Mas isto não seria um retrocesso, tendo em vista os conceitos iluministas que permearam as grandes utopias do mundo moderno? Ter a religião como parâmetro, como o foi até a Idade Média, não seria voltar na escalada da humanidade na busca do conhecimento sobre o cosmos?

Na verdade, não tanto: em primeiro lugar é necessário saber que as principais Utopias do mundo moderno, que acreditávamos tinham destronado definitivamente as ideias religiosas como bases de sustentação do seu pensamento, não abandonaram os preceitos principais que são, em última instância, os conceitos milenaristas. Podemos afirmar que na sua essência os conceitos iluministas não superaram a visão milenarista desenvolvida pelas grandes religiões monoteístas.

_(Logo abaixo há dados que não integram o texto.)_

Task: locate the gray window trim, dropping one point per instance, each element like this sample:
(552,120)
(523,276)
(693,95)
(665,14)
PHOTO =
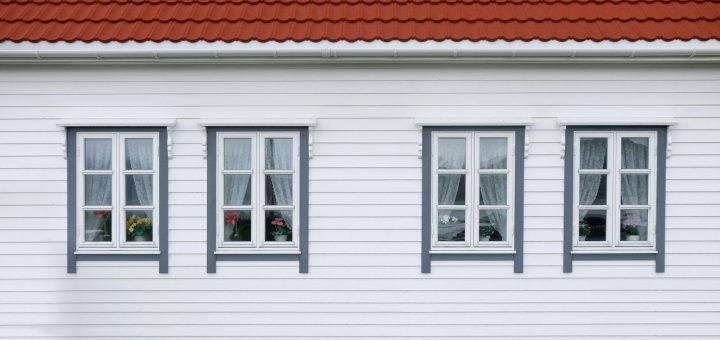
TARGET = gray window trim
(303,209)
(427,257)
(72,258)
(659,256)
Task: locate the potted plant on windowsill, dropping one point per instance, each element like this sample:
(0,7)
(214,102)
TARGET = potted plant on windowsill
(631,230)
(281,232)
(584,229)
(139,229)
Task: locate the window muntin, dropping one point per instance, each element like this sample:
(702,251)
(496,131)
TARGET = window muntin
(118,189)
(614,198)
(258,181)
(472,185)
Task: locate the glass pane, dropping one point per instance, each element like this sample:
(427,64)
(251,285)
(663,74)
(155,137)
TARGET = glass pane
(278,153)
(634,189)
(98,226)
(237,190)
(493,189)
(633,225)
(278,189)
(278,225)
(593,189)
(238,224)
(493,225)
(595,222)
(138,154)
(451,189)
(238,153)
(451,153)
(138,225)
(138,189)
(98,190)
(493,153)
(451,225)
(98,154)
(635,153)
(593,153)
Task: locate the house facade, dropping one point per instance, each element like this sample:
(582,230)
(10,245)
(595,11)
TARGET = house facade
(491,170)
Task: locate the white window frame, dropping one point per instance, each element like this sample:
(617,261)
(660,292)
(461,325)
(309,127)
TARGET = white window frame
(472,241)
(118,207)
(613,193)
(257,206)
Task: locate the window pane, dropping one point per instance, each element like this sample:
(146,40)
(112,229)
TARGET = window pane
(237,153)
(635,153)
(138,154)
(493,189)
(493,225)
(98,226)
(278,153)
(451,189)
(634,189)
(451,153)
(237,190)
(633,225)
(98,190)
(451,225)
(278,225)
(278,190)
(138,225)
(98,154)
(238,224)
(593,153)
(596,224)
(593,189)
(493,153)
(138,190)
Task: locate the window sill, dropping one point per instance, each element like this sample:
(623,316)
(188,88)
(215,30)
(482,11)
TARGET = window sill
(118,252)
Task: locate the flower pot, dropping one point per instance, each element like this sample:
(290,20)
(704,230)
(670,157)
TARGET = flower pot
(632,238)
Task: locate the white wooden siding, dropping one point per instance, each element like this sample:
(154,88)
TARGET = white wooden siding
(365,206)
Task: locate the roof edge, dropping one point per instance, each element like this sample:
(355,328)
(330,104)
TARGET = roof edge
(693,51)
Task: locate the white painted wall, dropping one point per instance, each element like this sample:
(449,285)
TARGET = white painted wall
(365,207)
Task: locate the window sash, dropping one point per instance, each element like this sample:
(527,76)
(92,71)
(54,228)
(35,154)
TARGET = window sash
(614,207)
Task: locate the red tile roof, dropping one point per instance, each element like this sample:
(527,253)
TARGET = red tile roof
(354,20)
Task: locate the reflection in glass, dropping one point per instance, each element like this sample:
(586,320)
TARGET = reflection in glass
(634,225)
(138,154)
(98,226)
(451,189)
(593,153)
(635,153)
(451,225)
(278,225)
(237,190)
(237,226)
(138,225)
(493,153)
(278,154)
(493,189)
(596,222)
(237,153)
(451,153)
(493,225)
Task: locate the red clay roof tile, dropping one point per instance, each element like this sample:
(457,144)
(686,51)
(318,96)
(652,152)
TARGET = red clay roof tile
(353,20)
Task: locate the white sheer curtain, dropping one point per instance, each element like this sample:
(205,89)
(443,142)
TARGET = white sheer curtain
(593,153)
(139,156)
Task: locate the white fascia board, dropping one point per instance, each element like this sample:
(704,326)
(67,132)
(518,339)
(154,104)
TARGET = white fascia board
(374,51)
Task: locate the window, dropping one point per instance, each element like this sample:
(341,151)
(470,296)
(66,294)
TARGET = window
(117,193)
(472,202)
(615,194)
(257,194)
(118,189)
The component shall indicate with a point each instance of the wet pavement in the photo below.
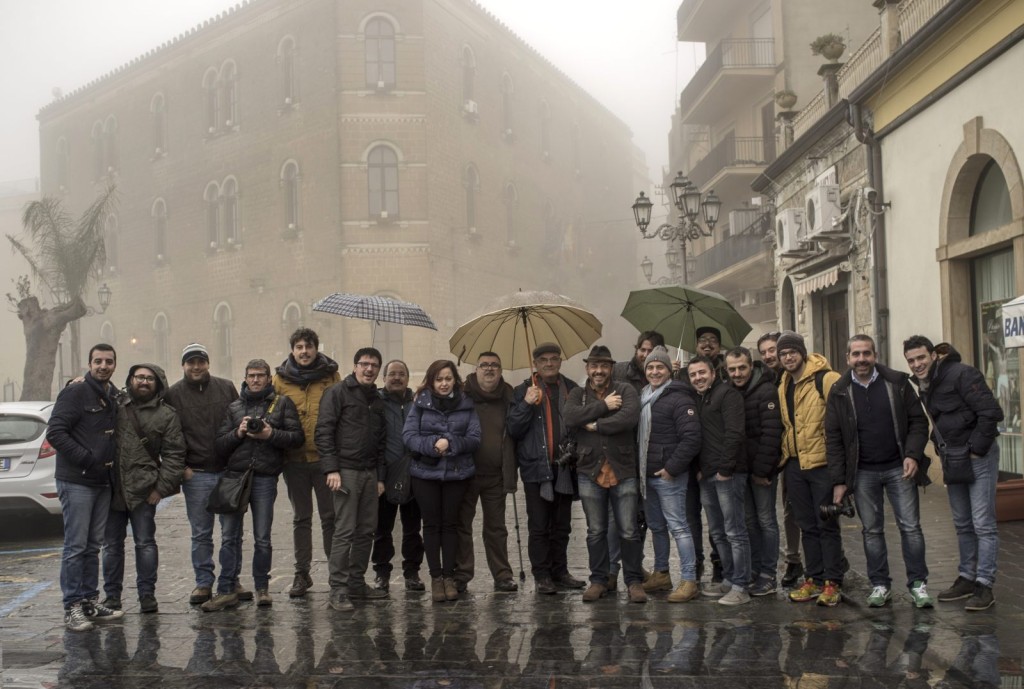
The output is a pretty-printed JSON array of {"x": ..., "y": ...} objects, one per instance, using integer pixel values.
[{"x": 495, "y": 640}]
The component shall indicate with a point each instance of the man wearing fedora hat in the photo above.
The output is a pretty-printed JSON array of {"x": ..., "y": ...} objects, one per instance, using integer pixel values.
[{"x": 604, "y": 415}]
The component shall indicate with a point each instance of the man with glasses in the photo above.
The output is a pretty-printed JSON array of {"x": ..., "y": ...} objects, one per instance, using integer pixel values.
[
  {"x": 535, "y": 421},
  {"x": 495, "y": 477},
  {"x": 150, "y": 465},
  {"x": 351, "y": 440}
]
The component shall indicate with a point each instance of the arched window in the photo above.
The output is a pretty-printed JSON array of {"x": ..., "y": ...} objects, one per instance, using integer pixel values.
[
  {"x": 159, "y": 213},
  {"x": 290, "y": 187},
  {"x": 286, "y": 66},
  {"x": 160, "y": 347},
  {"x": 229, "y": 194},
  {"x": 61, "y": 165},
  {"x": 158, "y": 112},
  {"x": 222, "y": 339},
  {"x": 382, "y": 169},
  {"x": 472, "y": 187},
  {"x": 380, "y": 53},
  {"x": 511, "y": 210},
  {"x": 211, "y": 201},
  {"x": 211, "y": 101}
]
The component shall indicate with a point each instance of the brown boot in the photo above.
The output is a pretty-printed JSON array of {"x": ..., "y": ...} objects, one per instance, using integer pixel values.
[{"x": 437, "y": 590}]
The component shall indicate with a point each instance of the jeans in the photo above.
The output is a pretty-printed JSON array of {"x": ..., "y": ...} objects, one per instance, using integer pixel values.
[
  {"x": 821, "y": 540},
  {"x": 723, "y": 503},
  {"x": 264, "y": 492},
  {"x": 354, "y": 524},
  {"x": 973, "y": 507},
  {"x": 596, "y": 506},
  {"x": 305, "y": 480},
  {"x": 84, "y": 509},
  {"x": 666, "y": 510},
  {"x": 143, "y": 531},
  {"x": 762, "y": 524},
  {"x": 871, "y": 486}
]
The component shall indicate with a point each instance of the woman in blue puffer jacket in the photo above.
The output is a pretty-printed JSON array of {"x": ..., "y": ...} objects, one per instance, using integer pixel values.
[{"x": 442, "y": 431}]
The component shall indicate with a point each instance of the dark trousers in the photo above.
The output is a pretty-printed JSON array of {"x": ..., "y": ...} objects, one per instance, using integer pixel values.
[
  {"x": 549, "y": 525},
  {"x": 821, "y": 540},
  {"x": 412, "y": 541},
  {"x": 489, "y": 490},
  {"x": 439, "y": 503}
]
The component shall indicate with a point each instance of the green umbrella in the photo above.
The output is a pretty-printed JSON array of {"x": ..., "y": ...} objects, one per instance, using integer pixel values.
[{"x": 678, "y": 311}]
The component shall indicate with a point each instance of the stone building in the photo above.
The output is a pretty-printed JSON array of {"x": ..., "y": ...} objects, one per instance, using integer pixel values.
[{"x": 288, "y": 149}]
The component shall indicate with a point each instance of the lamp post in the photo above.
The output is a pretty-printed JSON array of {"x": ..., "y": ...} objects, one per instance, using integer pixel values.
[{"x": 691, "y": 204}]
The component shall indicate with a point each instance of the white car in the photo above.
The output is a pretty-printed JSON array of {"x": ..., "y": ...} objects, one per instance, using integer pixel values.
[{"x": 27, "y": 460}]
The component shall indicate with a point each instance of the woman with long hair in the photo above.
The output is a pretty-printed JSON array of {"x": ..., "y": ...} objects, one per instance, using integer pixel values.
[{"x": 442, "y": 431}]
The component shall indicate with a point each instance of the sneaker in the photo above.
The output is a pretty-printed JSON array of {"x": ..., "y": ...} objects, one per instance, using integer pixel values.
[
  {"x": 147, "y": 603},
  {"x": 734, "y": 597},
  {"x": 221, "y": 602},
  {"x": 763, "y": 587},
  {"x": 686, "y": 591},
  {"x": 808, "y": 591},
  {"x": 961, "y": 589},
  {"x": 76, "y": 619},
  {"x": 594, "y": 592},
  {"x": 981, "y": 600},
  {"x": 919, "y": 593},
  {"x": 794, "y": 570},
  {"x": 97, "y": 612},
  {"x": 830, "y": 595},
  {"x": 658, "y": 580},
  {"x": 879, "y": 597},
  {"x": 300, "y": 585}
]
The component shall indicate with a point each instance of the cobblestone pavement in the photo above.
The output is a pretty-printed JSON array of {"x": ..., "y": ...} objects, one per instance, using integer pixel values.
[{"x": 494, "y": 640}]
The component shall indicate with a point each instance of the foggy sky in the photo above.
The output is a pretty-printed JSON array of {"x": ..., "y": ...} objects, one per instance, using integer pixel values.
[{"x": 624, "y": 56}]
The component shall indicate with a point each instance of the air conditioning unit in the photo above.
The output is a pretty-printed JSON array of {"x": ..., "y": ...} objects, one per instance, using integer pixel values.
[
  {"x": 788, "y": 231},
  {"x": 821, "y": 205}
]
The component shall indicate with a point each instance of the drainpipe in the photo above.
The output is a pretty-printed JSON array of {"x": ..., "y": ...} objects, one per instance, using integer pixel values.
[{"x": 865, "y": 135}]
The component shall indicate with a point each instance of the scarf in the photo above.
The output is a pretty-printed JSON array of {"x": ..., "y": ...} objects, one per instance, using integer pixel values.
[{"x": 648, "y": 396}]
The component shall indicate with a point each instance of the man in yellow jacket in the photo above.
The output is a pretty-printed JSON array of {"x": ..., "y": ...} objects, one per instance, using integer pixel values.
[
  {"x": 803, "y": 389},
  {"x": 303, "y": 377}
]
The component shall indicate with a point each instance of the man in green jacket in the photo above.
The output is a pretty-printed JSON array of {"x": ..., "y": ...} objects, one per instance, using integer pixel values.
[{"x": 148, "y": 466}]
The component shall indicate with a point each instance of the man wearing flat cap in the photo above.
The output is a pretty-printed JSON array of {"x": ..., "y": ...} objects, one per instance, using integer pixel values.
[
  {"x": 536, "y": 422},
  {"x": 604, "y": 416}
]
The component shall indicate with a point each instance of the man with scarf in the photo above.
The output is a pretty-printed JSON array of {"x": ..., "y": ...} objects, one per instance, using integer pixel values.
[
  {"x": 302, "y": 378},
  {"x": 495, "y": 477},
  {"x": 535, "y": 422},
  {"x": 604, "y": 416}
]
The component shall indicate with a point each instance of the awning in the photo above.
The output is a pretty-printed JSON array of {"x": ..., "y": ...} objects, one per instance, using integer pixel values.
[{"x": 819, "y": 282}]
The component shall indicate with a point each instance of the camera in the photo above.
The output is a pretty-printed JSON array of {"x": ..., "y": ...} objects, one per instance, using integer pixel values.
[{"x": 828, "y": 511}]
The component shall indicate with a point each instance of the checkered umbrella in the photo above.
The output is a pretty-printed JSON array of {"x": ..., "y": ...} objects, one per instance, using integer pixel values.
[{"x": 378, "y": 309}]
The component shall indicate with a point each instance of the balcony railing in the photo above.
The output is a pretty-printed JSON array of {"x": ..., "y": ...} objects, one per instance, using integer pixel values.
[
  {"x": 731, "y": 53},
  {"x": 731, "y": 151}
]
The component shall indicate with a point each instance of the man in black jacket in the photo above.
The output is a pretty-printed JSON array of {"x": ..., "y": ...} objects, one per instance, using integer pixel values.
[
  {"x": 604, "y": 416},
  {"x": 723, "y": 478},
  {"x": 964, "y": 413},
  {"x": 351, "y": 439},
  {"x": 82, "y": 429},
  {"x": 202, "y": 401},
  {"x": 763, "y": 423},
  {"x": 876, "y": 432}
]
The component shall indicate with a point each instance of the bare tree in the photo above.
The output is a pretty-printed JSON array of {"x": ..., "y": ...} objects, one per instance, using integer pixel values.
[{"x": 65, "y": 255}]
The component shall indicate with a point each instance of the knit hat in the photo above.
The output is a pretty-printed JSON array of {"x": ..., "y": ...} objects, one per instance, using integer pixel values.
[
  {"x": 657, "y": 354},
  {"x": 791, "y": 340},
  {"x": 194, "y": 350}
]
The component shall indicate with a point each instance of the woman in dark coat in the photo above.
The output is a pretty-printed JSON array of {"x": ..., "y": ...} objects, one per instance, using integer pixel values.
[{"x": 441, "y": 431}]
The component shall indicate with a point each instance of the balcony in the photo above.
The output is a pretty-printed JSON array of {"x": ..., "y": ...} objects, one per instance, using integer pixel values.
[{"x": 733, "y": 73}]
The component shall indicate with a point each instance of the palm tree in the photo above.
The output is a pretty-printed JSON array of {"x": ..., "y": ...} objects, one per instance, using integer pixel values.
[{"x": 65, "y": 255}]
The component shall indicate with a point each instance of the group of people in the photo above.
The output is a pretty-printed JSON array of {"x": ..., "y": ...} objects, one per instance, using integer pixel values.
[{"x": 643, "y": 444}]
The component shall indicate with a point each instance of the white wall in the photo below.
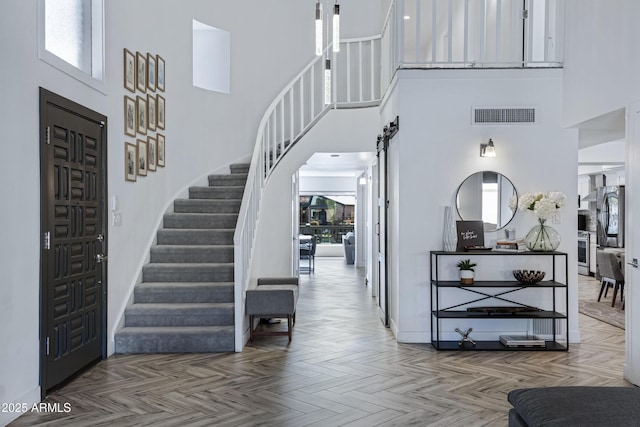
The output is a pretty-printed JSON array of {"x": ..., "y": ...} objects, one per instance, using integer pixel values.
[
  {"x": 437, "y": 148},
  {"x": 204, "y": 133},
  {"x": 601, "y": 64}
]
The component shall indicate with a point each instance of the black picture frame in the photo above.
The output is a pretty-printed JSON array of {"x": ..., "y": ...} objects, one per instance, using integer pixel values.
[{"x": 470, "y": 235}]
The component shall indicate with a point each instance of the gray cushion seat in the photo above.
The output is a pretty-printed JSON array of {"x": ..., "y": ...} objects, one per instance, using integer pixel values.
[
  {"x": 274, "y": 297},
  {"x": 575, "y": 406}
]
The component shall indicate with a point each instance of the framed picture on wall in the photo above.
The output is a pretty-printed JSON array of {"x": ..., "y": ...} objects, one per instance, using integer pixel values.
[
  {"x": 141, "y": 115},
  {"x": 161, "y": 150},
  {"x": 129, "y": 70},
  {"x": 160, "y": 73},
  {"x": 152, "y": 156},
  {"x": 161, "y": 111},
  {"x": 129, "y": 116},
  {"x": 151, "y": 72},
  {"x": 151, "y": 112},
  {"x": 141, "y": 74},
  {"x": 142, "y": 158},
  {"x": 130, "y": 157}
]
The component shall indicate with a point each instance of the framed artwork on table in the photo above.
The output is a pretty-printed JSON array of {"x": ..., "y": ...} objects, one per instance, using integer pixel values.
[
  {"x": 151, "y": 112},
  {"x": 161, "y": 112},
  {"x": 152, "y": 155},
  {"x": 130, "y": 158},
  {"x": 151, "y": 72},
  {"x": 141, "y": 162},
  {"x": 470, "y": 235},
  {"x": 129, "y": 116},
  {"x": 160, "y": 73},
  {"x": 161, "y": 149},
  {"x": 129, "y": 70},
  {"x": 141, "y": 115},
  {"x": 141, "y": 74}
]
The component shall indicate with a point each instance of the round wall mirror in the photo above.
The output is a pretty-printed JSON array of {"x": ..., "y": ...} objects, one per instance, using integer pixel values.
[{"x": 485, "y": 196}]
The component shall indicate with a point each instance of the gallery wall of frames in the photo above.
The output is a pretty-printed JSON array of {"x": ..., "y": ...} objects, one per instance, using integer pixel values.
[{"x": 144, "y": 114}]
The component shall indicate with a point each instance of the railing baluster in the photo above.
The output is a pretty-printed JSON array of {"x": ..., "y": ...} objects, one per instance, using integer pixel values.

Para os gregos, na antiguidade o conceito de politikós, estava associado a polis. Ser um polites, cidadão de uma polis, era para eles uma honra. Significava que tinha direito de debater e votar a respeito das questões que afetavam a vida dos cidadãos gregos e de toda a comunidade. Na atualidade, este conceito desvirtuou-se, passando o político a estar mais identificado com o conceito weberiano de “Boss”, sendo um mero agenciador de votos. Afastando-se das utopias com caráter secular, que predominaram com a vitória do Iluminismo sobre as concepções religiosas da Idade Média, a política volta hoje a ser exercitada, novamente, cada vez mais, em conceitos religiosos, abrindo espaço para o sectarismo da fé, do fundamentalismo religioso. Na verdade, é ali que passam a reinar os sonhos e as utopias, não para este mundo, mas para o mundo após a morte. Não se trata do mesmo tipo de relação que tinham os gregos antigos com a natureza e o oculto. Pelo contrário, trata-se de uma subordinação cega, que não abre nenhuma possibilidade de crescimento intelectual, onde o espirito livre e criativo de homem se faz ainda mais cerceado, levando-nos para uma era conturbada de escuridão cultural e de total escravidão aos mandamentos da fé estabelecida. Este é o perigo real, para onde caminhamos, enquanto o homem vai tomando consciência da falência da sociedade construída sob a égide do racionalismo, criada pela concepção de mundo da burguesia liberal. Sairá, então, o homem moderno, de uma prisão para retornar a outra, como viveu o homem medieval? Continuará num processo de martírio e sofrimento brutal, que irá destroçar nações, e inúmeras populações, isto se no caminho, pela força cientifica que tem, não exterminar, de forma insuperável, a própria raça humana da superfície da terra? Já vivemos, pois, os primeiros momentos dessa nova era, que para muitos já se faz inevitável?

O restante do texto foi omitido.